OK, I promised some pictures of the things that I was working on in the garage, and since projects are always ongoing, I thought that I would post a variety - but then I wrote too much, so if you want to see more visit hangedmandesigns.

As I mentioned in an earlier post I am working on about seven knives right now, four are getting pretty close, and one is almost done.

We’ll talk about that one and its friend.

The original idea was to make a Santuku style kitchen knife. The only steel big enough was a piece of heavy duty Jeep leaf spring that my neighbor two or three houses ago gave to me. So it started as a big thick curved bar of steel.

I thought I should make a little paring knife to go with it, and I still had a piece of O-1 round stock to work with for that one.

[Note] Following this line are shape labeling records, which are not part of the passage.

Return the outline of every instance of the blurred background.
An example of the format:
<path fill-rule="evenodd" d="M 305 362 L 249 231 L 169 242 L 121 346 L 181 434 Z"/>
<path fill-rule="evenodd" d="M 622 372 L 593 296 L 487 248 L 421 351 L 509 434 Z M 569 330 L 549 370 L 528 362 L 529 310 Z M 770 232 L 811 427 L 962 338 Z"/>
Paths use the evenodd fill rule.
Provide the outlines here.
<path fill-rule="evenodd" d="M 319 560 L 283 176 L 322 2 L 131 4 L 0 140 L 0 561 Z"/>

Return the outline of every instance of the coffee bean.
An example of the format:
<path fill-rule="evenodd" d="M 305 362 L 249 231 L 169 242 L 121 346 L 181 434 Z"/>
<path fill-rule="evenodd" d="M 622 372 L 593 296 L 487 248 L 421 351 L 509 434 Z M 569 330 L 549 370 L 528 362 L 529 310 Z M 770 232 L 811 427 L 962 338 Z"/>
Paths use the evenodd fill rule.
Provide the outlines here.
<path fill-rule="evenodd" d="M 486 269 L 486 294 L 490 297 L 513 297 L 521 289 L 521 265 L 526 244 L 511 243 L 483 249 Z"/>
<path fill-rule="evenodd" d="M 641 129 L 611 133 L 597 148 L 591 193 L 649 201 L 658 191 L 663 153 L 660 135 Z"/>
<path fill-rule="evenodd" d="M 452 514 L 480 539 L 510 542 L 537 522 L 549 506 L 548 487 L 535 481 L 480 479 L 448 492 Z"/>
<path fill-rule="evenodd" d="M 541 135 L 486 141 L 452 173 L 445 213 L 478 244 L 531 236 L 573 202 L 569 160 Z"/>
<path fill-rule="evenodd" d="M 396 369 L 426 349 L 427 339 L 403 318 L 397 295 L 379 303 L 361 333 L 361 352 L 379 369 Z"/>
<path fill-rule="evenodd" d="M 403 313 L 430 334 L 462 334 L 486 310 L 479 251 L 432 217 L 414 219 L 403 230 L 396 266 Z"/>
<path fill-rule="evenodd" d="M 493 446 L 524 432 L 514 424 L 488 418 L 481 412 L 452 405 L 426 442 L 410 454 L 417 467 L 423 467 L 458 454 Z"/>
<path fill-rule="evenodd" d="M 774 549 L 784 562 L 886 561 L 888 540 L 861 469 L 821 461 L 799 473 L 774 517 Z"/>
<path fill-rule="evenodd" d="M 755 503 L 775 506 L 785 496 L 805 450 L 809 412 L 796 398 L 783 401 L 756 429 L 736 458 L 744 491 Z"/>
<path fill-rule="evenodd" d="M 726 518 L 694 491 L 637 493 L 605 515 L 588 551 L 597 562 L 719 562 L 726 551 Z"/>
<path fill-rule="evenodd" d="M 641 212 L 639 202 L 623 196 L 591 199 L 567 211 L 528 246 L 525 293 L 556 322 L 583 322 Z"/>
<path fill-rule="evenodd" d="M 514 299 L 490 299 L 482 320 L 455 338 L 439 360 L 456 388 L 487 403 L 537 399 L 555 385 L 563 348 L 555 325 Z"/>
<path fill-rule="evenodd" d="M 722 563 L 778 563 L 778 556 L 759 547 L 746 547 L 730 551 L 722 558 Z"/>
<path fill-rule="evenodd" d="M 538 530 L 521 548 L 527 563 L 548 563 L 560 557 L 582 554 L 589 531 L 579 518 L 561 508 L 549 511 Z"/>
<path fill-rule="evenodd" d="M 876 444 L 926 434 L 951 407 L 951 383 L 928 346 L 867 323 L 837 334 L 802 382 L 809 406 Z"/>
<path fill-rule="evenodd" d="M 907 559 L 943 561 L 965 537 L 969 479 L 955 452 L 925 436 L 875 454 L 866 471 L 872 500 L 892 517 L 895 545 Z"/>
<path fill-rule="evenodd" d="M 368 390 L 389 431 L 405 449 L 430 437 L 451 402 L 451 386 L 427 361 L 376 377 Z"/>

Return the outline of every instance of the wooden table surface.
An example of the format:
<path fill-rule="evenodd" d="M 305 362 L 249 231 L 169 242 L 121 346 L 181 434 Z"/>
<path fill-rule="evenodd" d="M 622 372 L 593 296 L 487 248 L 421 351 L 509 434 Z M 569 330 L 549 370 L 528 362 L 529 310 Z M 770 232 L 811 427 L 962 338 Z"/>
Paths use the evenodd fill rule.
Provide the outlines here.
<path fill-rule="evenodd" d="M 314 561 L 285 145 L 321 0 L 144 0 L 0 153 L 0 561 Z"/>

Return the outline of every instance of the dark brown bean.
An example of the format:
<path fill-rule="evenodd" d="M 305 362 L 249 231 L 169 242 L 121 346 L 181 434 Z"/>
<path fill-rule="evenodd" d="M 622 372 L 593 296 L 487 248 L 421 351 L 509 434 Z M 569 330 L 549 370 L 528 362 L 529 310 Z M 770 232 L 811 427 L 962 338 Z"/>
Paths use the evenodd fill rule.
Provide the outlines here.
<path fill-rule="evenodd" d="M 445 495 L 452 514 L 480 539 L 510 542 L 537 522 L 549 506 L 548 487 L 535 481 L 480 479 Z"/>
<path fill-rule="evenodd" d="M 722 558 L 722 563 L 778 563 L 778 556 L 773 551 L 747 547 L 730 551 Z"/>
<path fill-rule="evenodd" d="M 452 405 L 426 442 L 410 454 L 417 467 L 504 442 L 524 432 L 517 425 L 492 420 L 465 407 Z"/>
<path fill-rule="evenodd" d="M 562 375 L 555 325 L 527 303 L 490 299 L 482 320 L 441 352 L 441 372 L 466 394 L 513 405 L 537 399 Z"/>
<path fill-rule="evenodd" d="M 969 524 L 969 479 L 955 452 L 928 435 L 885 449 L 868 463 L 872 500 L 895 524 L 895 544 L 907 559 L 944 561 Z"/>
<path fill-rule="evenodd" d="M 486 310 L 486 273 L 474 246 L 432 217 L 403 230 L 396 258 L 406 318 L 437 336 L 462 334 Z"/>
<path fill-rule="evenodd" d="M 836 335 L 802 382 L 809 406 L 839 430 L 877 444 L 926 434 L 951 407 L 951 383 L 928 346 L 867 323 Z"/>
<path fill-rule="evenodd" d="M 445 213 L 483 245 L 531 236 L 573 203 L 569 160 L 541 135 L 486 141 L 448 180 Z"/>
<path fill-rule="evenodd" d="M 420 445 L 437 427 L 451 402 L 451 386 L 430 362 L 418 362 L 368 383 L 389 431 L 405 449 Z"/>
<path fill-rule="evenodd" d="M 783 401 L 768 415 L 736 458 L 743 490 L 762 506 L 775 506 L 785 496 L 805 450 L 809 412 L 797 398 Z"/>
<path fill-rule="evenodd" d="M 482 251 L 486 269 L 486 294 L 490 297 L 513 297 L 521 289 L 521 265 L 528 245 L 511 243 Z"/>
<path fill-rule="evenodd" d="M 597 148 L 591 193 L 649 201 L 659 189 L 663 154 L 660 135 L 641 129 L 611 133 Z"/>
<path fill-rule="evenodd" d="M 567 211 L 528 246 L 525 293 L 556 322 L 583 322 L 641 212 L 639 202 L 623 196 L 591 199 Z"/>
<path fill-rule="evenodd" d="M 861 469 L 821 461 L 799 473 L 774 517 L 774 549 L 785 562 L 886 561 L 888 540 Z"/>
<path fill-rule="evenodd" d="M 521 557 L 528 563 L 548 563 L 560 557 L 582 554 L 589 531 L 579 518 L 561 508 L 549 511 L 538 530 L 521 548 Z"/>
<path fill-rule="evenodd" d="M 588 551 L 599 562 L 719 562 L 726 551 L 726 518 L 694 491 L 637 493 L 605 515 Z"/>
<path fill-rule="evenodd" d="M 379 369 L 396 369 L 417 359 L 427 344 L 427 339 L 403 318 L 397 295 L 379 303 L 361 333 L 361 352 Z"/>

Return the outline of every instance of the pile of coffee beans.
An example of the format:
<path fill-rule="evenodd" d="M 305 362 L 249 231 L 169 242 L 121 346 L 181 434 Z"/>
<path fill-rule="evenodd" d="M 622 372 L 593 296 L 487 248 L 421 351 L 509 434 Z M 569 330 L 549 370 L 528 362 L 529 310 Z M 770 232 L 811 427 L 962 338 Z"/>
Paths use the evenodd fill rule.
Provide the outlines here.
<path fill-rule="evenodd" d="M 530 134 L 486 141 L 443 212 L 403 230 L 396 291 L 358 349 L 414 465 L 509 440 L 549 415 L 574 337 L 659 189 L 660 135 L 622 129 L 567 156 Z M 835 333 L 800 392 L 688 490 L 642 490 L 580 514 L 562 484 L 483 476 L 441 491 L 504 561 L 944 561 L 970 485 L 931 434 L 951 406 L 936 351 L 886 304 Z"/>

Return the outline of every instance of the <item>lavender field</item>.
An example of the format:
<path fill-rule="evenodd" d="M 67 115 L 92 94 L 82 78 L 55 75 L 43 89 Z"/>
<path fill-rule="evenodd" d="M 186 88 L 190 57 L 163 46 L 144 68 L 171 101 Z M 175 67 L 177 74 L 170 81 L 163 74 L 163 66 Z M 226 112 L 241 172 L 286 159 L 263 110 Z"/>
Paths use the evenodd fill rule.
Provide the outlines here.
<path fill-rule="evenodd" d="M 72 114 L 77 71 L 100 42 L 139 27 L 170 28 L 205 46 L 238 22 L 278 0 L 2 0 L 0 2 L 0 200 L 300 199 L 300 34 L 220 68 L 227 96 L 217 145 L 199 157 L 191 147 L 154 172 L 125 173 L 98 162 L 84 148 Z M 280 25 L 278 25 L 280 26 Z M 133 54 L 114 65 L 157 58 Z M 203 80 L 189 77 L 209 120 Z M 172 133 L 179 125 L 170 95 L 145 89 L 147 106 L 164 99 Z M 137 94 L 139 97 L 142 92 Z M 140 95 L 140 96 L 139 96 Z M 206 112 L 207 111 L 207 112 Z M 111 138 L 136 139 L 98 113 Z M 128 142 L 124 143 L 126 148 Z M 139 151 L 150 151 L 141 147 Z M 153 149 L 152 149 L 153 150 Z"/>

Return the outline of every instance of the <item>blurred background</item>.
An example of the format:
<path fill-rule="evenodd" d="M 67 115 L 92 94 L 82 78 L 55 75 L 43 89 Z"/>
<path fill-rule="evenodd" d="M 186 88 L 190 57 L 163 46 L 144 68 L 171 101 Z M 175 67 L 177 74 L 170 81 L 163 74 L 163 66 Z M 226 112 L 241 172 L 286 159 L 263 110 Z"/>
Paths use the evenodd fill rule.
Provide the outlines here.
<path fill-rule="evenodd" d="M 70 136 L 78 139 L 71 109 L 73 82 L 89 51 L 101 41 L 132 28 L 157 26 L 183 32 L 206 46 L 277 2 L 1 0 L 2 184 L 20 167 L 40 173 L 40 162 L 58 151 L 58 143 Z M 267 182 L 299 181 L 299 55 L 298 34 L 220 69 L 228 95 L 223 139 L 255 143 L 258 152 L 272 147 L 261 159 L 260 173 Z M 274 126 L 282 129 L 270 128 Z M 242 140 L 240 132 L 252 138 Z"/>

With a lot of fire and hammering and a little cleaning up on the belt grinder they made it to this stage.



















And then this stage.


















And then this stage, ready to quench.


So I quenched, and then things went wrong. I’d hammered and ground the blade to thin on the big knife, and something was a little off on the other. As a result I had a curved paring knife, and a wavy edged Santuku. After some heat on the spine of the paring knife, apparently not enough, I snapped it in half. The big knife took some grinding, and another quench, and isn’t quite the intimidating cleaver that it was before.

The Santuku is the third from the left (it still needed straightening), the paring knife is now a scalpel (top right, next to the dagger).

Now the Santuku carving knife is polished all shiny, and stamped, and has a pretty tulipwood handle, with brass pins. After it is finished, I’ll post a couple more pictures.

And I think that is long enough for now.